It is noteworthy to observe how as U.S. high quality bond yields spike higher, sovereign bond yields are also pressing higher throughout the Eurozone. While this may not initially appear to be too surprising, the big difference between the U.S. and Eurozone situations is that as longer duration European yields grind higher, the shorter duration European note yields are moving deeper into negative nominal interest rate territory. Case-in-point: German sovereign 2-year note yields recently hit a new all-time low of -0.78% while the yield on the 10-year Bund has simultaneously reached a multi-month high of 0.35%. For comparison, the U.S. 10-year Treasury note currently yields 2.39% and the 2-year yields 1.11%.

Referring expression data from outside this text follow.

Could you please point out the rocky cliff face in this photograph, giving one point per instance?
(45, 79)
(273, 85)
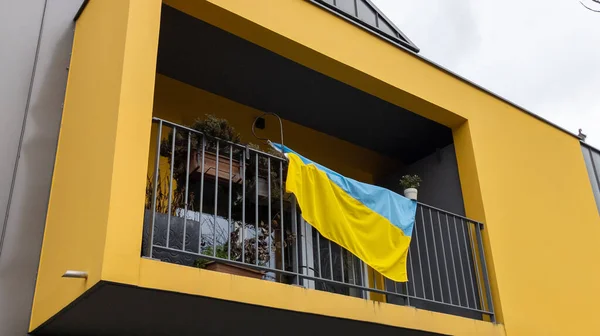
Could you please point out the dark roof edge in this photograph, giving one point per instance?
(81, 9)
(408, 45)
(590, 146)
(440, 67)
(391, 23)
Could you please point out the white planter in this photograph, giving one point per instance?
(410, 193)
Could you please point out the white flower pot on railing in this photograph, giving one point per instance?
(410, 193)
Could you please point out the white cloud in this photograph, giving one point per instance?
(541, 54)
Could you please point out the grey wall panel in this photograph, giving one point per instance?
(592, 162)
(24, 223)
(20, 23)
(441, 183)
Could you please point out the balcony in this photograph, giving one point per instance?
(218, 245)
(221, 206)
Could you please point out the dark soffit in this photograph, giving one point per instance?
(199, 54)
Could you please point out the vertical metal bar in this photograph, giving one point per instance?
(374, 280)
(203, 145)
(243, 205)
(486, 279)
(155, 191)
(453, 263)
(352, 269)
(428, 259)
(170, 195)
(437, 263)
(319, 254)
(462, 271)
(342, 263)
(330, 261)
(467, 244)
(216, 200)
(269, 204)
(187, 185)
(363, 281)
(281, 208)
(256, 205)
(419, 256)
(476, 268)
(412, 273)
(229, 204)
(295, 246)
(445, 259)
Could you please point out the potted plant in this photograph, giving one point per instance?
(216, 131)
(410, 183)
(267, 247)
(277, 182)
(223, 253)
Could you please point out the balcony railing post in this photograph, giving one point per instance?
(295, 245)
(486, 280)
(155, 190)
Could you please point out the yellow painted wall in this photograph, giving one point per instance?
(101, 157)
(181, 103)
(515, 169)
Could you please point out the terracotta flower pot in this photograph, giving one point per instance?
(234, 269)
(210, 167)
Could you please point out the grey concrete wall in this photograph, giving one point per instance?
(591, 157)
(35, 45)
(441, 183)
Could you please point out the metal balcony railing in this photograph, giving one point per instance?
(222, 206)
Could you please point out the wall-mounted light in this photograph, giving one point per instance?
(75, 274)
(260, 123)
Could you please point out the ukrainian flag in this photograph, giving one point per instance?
(373, 223)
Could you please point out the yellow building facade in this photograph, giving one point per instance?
(514, 171)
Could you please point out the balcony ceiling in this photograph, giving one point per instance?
(201, 55)
(110, 309)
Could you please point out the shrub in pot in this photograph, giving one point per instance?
(410, 183)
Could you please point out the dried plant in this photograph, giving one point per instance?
(410, 181)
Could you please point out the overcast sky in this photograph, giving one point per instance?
(541, 54)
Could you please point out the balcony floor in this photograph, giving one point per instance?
(115, 309)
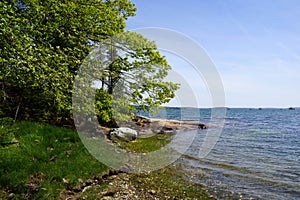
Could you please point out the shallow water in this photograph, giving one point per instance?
(256, 156)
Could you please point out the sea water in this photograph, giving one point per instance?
(256, 156)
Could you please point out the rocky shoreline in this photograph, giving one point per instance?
(142, 126)
(162, 184)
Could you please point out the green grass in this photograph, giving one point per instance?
(43, 157)
(39, 161)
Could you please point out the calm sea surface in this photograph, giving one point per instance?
(256, 156)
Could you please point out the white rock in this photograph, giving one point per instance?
(123, 133)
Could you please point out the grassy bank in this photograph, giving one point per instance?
(45, 162)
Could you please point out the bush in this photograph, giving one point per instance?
(7, 132)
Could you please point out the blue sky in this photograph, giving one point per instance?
(254, 44)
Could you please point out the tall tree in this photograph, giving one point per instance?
(129, 72)
(42, 46)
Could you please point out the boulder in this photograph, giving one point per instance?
(123, 133)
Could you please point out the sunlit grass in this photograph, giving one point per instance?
(44, 157)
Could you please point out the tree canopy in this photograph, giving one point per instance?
(43, 45)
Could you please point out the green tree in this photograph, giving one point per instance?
(129, 72)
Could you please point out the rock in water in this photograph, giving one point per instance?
(123, 133)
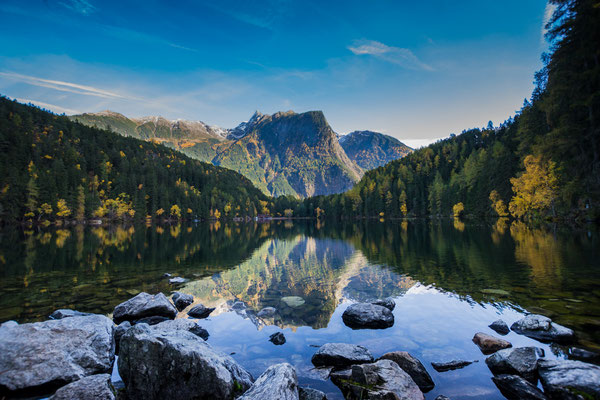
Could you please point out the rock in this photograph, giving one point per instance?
(278, 382)
(388, 303)
(567, 379)
(293, 301)
(200, 311)
(183, 325)
(267, 312)
(542, 328)
(412, 367)
(364, 315)
(277, 338)
(182, 300)
(144, 305)
(514, 387)
(310, 394)
(500, 327)
(89, 388)
(450, 365)
(176, 280)
(49, 354)
(158, 363)
(489, 344)
(520, 361)
(119, 331)
(341, 355)
(65, 313)
(153, 320)
(383, 379)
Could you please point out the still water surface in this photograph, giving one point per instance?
(449, 280)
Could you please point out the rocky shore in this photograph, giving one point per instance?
(161, 356)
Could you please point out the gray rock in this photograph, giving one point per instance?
(119, 331)
(450, 365)
(49, 354)
(278, 382)
(542, 328)
(310, 394)
(277, 338)
(66, 312)
(388, 303)
(381, 380)
(520, 361)
(567, 379)
(183, 325)
(144, 305)
(267, 312)
(367, 316)
(94, 387)
(200, 311)
(489, 344)
(500, 327)
(514, 387)
(157, 363)
(413, 367)
(340, 355)
(182, 300)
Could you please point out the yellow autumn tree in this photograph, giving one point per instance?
(536, 189)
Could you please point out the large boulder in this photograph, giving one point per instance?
(413, 367)
(42, 356)
(340, 355)
(489, 344)
(157, 363)
(542, 328)
(368, 316)
(182, 300)
(93, 387)
(520, 361)
(567, 379)
(383, 379)
(514, 387)
(144, 305)
(278, 382)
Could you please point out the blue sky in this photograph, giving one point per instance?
(415, 70)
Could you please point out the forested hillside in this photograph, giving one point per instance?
(52, 168)
(544, 162)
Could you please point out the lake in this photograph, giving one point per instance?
(449, 279)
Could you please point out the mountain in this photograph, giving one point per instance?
(282, 154)
(372, 149)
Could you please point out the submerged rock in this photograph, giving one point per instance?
(450, 365)
(520, 361)
(500, 327)
(514, 387)
(567, 379)
(49, 354)
(340, 355)
(542, 328)
(157, 363)
(278, 382)
(94, 387)
(144, 305)
(413, 367)
(182, 300)
(364, 315)
(381, 380)
(277, 338)
(489, 344)
(200, 311)
(66, 312)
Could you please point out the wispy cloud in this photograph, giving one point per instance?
(395, 55)
(65, 86)
(79, 6)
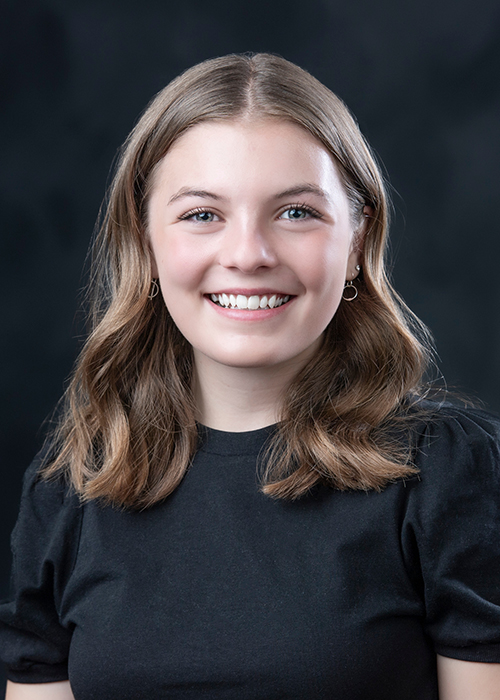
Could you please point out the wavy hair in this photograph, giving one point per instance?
(128, 431)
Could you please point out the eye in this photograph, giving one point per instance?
(298, 212)
(202, 216)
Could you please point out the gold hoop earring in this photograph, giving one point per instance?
(352, 291)
(154, 289)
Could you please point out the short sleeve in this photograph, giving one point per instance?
(34, 644)
(454, 518)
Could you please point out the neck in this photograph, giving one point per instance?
(237, 399)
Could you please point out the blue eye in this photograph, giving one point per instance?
(205, 216)
(299, 212)
(295, 213)
(202, 216)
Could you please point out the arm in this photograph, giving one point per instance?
(39, 691)
(463, 680)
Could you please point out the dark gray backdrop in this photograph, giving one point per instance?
(422, 77)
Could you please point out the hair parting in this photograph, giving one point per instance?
(128, 430)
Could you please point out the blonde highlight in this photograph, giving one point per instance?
(128, 430)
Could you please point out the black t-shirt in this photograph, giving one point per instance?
(222, 592)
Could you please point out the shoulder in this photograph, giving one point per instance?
(447, 434)
(49, 518)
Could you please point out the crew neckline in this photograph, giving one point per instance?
(223, 442)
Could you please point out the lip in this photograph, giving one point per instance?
(249, 316)
(260, 291)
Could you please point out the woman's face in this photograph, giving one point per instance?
(252, 241)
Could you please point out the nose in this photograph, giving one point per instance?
(247, 246)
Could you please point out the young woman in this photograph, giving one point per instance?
(248, 495)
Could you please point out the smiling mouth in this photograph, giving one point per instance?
(252, 303)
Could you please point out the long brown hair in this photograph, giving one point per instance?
(128, 430)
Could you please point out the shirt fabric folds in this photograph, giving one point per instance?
(222, 592)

Global Sovereign Bond Yields
Image source: DonkeyHotey – Flickr
Global Sovereign Bond Yields

Diverging short-term/intermediate-term European sovereign note yields are not exclusive to Germany. The 10-year note in France currently yields 0.75% while the 2-year stands at -0.65%, the Italian 10-year yields 1.98% compared to the 2-year at 0.05%, and in Spain the 10-year has escalated to 1.54% while the 2-year remains deeply entrenched in negative yields at -0.13%.

SPIAS interprets these apparent divergences as evidence that investors are starting to sense that massive monetary accommodation by the European Central Bank (ECB) has recently been gaining traction within the underlying economies, but not to the extent that additional stimulus will not be required from the ECB for the foreseeable future. For instance, while Eurozone consumer confidence turned out to be much stronger than anticipated in November, consumer price inflation and wage inflation remain extremely suppressed within the Eurozone. A wide range of individual European nation Purchasing Managers indices (PMIs), in addition to the pan-Eurozone manufacturing and services PMIs, have recently been showing signs of improvement, which is encouraging.

The recent revision to U.S. GDP revealed that economic growth has been upgraded to a better-than-expected +3.2% in the third quarter. In addition to keeping close tabs on U.S. econometric data, we will also be looking for evidence that a rising tide in the form of improving U.S. GDP growth is starting to buoy sovereign economies across Europe.